How to zip two iterators of unequal length with a default?
Asked Answered
M

7

22

I'm trying to zip two iterators of unequal length, it only returns when when there is value in both and ignores the rest in the longest iterator.

fn main() {
    let num1 = vec![1, 2];
    let num2 = vec![3];

    for i in num1.iter().rev().zip(num2.iter().rev()) {
        println!("{:?}", i);
    }
}

This returns (2, 3). How do i make it return:

(2, 3)
(1, 0) // default is the 0 here.

Is there any other way to do it?

Marven answered 4/8, 2019 at 8:53 Comment(2)
Do you know beforehand which is longest?Elmira
Well, i can at least find out, and call iter on the longest. And the other thing is even if i make the iter call on num2 instead of num1, it stops when any one of the iterator gets exhausted.Marven
C
23

You could use the zip_longest provided by the itertools crate.

use itertools::{
    Itertools,
    EitherOrBoth::*,
};

fn main() {
    let num1 = vec![1, 2];
    let num2 = vec![3];

    for pair in num1.iter().rev().zip_longest(num2.iter().rev()) {
        match pair {
            Both(l, r) => println!("({:?}, {:?})", l, r),
            Left(l) => println!("({:?}, 0)", l),
            Right(r) => println!("(0, {:?})", r),
        }
    }
}

Which would produce the following output:

(2, 3)
(1, 0)
Clang answered 4/8, 2019 at 9:16 Comment(0)
E
20

Zip will stop as soon as one of iterators stops producing values. If you know which is the longest, you can pad the shorter one with your default value:

use std::iter;

fn main() {
    let longer = vec![1, 2];
    let shorter = vec![3];

    for i in longer
        .iter()
        .rev()
        .zip(shorter.iter().rev().chain(iter::repeat(&0)))
    {
        println!("{:?}", i);
    }
}

If you don't know which is longest, you should use itertools, as Peter Varo suggests.

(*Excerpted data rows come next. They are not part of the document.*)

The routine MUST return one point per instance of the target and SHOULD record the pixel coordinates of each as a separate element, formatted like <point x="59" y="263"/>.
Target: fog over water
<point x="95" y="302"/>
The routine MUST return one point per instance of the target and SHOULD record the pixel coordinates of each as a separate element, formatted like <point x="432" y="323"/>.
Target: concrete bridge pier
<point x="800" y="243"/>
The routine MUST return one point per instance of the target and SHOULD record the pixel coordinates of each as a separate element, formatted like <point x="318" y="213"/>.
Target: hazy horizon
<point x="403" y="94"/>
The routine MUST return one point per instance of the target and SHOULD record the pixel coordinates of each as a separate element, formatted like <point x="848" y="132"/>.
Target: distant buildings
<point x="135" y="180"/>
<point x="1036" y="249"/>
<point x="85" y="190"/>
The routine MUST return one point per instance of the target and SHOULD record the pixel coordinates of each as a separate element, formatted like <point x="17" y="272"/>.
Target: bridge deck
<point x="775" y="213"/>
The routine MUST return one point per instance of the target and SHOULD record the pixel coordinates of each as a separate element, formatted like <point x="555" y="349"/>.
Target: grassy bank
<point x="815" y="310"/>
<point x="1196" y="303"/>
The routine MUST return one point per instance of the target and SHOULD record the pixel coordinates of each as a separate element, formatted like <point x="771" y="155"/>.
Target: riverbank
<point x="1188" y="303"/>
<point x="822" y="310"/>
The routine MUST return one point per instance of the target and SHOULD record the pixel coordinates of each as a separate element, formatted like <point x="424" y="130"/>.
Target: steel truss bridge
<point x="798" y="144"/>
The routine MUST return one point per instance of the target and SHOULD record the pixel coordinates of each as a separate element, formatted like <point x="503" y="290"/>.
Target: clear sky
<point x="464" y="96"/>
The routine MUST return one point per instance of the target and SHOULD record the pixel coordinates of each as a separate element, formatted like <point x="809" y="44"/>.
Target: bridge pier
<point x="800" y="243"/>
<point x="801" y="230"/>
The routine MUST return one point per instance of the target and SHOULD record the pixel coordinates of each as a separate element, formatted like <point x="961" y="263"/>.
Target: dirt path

Elmira answered 4/8, 2019 at 9:19 Comment(1)
In some cases one could do first.iter().chain(iter::repeat(DEFAULT)).zip(second.chain(iter::repeat(DEFAULT))).take(length) if length is known. In my case to work with two bitflags-like structures it perfectly fitsGeese
C
9

The key is to detect that one iterator is shorter then the other, you could do it before before in your case vector implement ExactSizeIterator but a general solution would be to have a custom .zip().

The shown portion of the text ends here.